In stage 3B colon cancer patients, Peng et al. examined the relation between CD45RO, which demonstrates the tumor infiltrating lymphocyte (TIL) intensity, and HMGB1 expression, using immunohistochemical methods. In that study, TIL intensity and HMBG1 expression was found to be inversely proportional. Researchers claimed that HMGB1 distorted the local immune response and played a role in carcinogenesis [46]. Distinctively, we assessed LR against tumor in our study. We found approximately 4.7 times less LR in patients with HMGB1 overexpression. These findings support the hypothesis that HMGB1 overexpression distorts the host immune response.

In addition to HMBG1 overexpression suppressing the LR, determination of increased lymph node metastasis in patients can again be explained by the anti-cancer immunity suppression. It was demonstrated that antigen-presenting CD205-positive intra-tumoral dendritic cell number decreased in patients with colorectal cancer with HMGB1 overexpression and lymph node metastasis [47].
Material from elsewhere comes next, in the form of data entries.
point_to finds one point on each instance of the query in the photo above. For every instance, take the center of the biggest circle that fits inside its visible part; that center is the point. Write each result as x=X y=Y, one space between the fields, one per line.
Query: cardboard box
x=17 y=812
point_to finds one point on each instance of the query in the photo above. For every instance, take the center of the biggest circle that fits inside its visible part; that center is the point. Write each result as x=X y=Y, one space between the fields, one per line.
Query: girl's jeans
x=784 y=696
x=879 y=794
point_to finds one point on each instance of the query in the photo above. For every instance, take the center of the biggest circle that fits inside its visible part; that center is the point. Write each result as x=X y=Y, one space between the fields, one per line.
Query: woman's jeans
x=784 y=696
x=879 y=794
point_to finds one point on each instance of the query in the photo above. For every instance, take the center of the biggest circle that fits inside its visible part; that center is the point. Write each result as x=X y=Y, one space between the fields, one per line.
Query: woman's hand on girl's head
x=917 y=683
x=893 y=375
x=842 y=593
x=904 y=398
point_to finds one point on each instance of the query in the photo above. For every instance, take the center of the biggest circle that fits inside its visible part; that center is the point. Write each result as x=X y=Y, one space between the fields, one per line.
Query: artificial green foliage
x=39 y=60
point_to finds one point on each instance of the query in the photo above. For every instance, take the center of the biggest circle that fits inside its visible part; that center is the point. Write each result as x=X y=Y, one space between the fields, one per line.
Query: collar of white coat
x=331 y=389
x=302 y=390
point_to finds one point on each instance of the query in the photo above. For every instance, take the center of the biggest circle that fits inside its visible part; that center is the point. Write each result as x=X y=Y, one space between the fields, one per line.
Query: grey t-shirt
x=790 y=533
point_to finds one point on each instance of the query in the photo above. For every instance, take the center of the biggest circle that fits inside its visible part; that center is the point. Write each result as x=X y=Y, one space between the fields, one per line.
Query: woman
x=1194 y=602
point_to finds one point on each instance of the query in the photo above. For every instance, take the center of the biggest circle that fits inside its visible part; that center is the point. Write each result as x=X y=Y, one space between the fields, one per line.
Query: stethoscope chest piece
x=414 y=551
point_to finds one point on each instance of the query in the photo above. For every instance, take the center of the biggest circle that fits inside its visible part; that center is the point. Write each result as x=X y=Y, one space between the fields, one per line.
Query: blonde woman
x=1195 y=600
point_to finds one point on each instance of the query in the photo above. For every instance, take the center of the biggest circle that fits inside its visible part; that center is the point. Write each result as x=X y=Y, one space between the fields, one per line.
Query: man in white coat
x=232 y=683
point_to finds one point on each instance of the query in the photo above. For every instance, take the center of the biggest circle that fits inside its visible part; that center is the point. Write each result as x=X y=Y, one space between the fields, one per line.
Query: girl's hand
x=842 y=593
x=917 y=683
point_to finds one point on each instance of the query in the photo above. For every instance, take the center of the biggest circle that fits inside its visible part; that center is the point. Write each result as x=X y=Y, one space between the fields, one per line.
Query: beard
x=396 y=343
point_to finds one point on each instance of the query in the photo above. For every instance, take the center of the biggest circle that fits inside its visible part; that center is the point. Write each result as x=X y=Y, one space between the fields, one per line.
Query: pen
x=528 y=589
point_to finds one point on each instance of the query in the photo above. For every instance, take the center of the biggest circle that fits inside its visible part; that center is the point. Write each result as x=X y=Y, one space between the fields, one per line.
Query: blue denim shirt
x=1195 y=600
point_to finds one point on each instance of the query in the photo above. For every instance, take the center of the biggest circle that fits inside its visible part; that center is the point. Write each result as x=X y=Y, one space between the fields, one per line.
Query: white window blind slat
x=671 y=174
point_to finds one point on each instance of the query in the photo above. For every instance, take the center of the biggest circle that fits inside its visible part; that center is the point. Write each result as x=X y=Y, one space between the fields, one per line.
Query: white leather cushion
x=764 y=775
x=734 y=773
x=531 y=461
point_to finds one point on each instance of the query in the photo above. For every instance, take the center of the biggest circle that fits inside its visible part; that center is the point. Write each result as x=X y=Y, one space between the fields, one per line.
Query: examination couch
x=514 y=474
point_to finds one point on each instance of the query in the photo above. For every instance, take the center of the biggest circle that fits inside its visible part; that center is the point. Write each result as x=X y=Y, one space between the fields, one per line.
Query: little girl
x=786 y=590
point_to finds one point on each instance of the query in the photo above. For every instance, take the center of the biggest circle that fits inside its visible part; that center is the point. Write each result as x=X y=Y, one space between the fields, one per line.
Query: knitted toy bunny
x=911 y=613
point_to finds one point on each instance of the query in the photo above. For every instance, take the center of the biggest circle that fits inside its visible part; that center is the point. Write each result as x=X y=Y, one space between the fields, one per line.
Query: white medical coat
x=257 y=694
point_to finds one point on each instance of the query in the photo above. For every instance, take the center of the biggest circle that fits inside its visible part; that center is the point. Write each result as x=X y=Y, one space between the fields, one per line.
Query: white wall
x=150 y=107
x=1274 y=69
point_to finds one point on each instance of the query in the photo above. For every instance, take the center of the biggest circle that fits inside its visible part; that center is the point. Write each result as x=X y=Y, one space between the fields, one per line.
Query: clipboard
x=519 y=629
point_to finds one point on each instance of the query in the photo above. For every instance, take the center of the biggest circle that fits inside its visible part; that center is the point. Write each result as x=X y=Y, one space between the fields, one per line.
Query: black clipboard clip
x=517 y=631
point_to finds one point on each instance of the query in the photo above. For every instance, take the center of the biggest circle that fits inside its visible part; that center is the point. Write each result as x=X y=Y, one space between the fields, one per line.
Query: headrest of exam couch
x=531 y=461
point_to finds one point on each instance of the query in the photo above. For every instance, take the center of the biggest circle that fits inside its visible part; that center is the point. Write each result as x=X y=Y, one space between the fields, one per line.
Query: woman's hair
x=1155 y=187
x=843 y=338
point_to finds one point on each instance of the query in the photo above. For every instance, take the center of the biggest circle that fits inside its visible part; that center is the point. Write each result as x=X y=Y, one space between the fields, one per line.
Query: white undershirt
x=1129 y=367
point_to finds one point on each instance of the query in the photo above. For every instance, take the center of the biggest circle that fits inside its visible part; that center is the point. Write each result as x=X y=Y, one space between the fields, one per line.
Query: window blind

HMGB1 and its receptor, RAGE, are indicators of tumor progression in CRC. In an immunohistochemical study, HMGB1 overexpression was determined as 55.7% in CRC cases. In our cases, almost the same ratio (55.6%) of HMGB1 overexpression was determined. In that study, HMGB1 overexpression was found to be related to tumor invasion, lymph node status, distant metastasis, and stage of the disease, similar to our study. It was found also to be related to overall survival and was demonstrated to be an independent predictor of worse prognosis, based on multivariate analyses [11]. Fahmueller et al. similarly demonstrated that HMBG1 expression was related to worse prognosis in CRC patients [48]. Due to an insufficient follow-up period, our study was insufficient to determine survival.
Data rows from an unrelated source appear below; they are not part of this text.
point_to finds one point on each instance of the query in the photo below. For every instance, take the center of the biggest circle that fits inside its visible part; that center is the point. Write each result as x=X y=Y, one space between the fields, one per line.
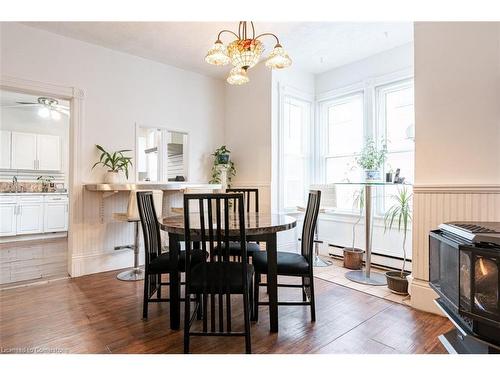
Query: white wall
x=120 y=91
x=381 y=64
x=457 y=97
x=248 y=132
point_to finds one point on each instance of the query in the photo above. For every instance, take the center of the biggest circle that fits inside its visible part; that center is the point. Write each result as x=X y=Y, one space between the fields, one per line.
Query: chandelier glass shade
x=245 y=52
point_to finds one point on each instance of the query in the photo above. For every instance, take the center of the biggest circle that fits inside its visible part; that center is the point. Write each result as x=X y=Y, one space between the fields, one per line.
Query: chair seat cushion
x=288 y=263
x=161 y=264
x=235 y=248
x=219 y=277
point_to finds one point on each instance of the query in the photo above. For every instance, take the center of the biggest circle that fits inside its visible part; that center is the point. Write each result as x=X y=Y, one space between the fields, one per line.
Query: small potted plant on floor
x=353 y=257
x=116 y=162
x=372 y=159
x=399 y=216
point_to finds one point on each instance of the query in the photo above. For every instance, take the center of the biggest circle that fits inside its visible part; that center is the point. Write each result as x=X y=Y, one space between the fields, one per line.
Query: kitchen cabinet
x=35 y=152
x=5 y=142
x=55 y=214
x=30 y=215
x=23 y=151
x=8 y=209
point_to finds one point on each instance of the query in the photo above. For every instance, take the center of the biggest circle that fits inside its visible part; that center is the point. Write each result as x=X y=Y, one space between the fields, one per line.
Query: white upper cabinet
x=48 y=152
x=4 y=149
x=35 y=152
x=24 y=151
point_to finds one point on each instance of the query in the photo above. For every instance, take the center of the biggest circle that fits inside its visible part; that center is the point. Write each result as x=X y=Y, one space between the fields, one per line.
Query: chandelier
x=244 y=53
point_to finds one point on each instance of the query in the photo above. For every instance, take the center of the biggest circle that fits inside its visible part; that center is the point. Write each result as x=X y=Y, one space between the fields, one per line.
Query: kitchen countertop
x=151 y=186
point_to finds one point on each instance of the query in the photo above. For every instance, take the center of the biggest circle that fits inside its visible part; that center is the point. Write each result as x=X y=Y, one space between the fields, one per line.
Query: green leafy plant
x=114 y=161
x=400 y=216
x=371 y=157
x=216 y=173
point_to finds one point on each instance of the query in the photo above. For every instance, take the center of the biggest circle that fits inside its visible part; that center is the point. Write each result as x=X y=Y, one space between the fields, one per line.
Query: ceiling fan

Morikawa et al. demonstrated that HMGB1 induced apoptosis with JNK activation in Kupffer cells, which are the elements of the reticulo-endothelial system in the liver, and monocyte-dendritic cells [44]. We determined a statistically significant relation between HMGB1 overexpression and liver metastasis. Theoretically, we suggest that liver metastasis ratio can be minimized with the blockage of HMGB1 and/or its receptor RAGE. Demonstration of HMGB1 overexpression and its receptor, RAGE, in many tumors gives hope that HMGB1 ligand or its receptor has potential for the treatment of these tumors [49].

Conclusions

Our results prove that HMGB1 overexpression is significant in tumor progression, especially migration of tumor cells, as well as gaining the ability to metastasize. Our findings lead us to think that HMBG1 is a significant prognostic factor in CRC. We believe that while developing treatment strategies for CRC, HMGB1 could be an important treatment target.

Footnotes

Conflict of interest

We have no financial interest or conflict of interest in association with this work.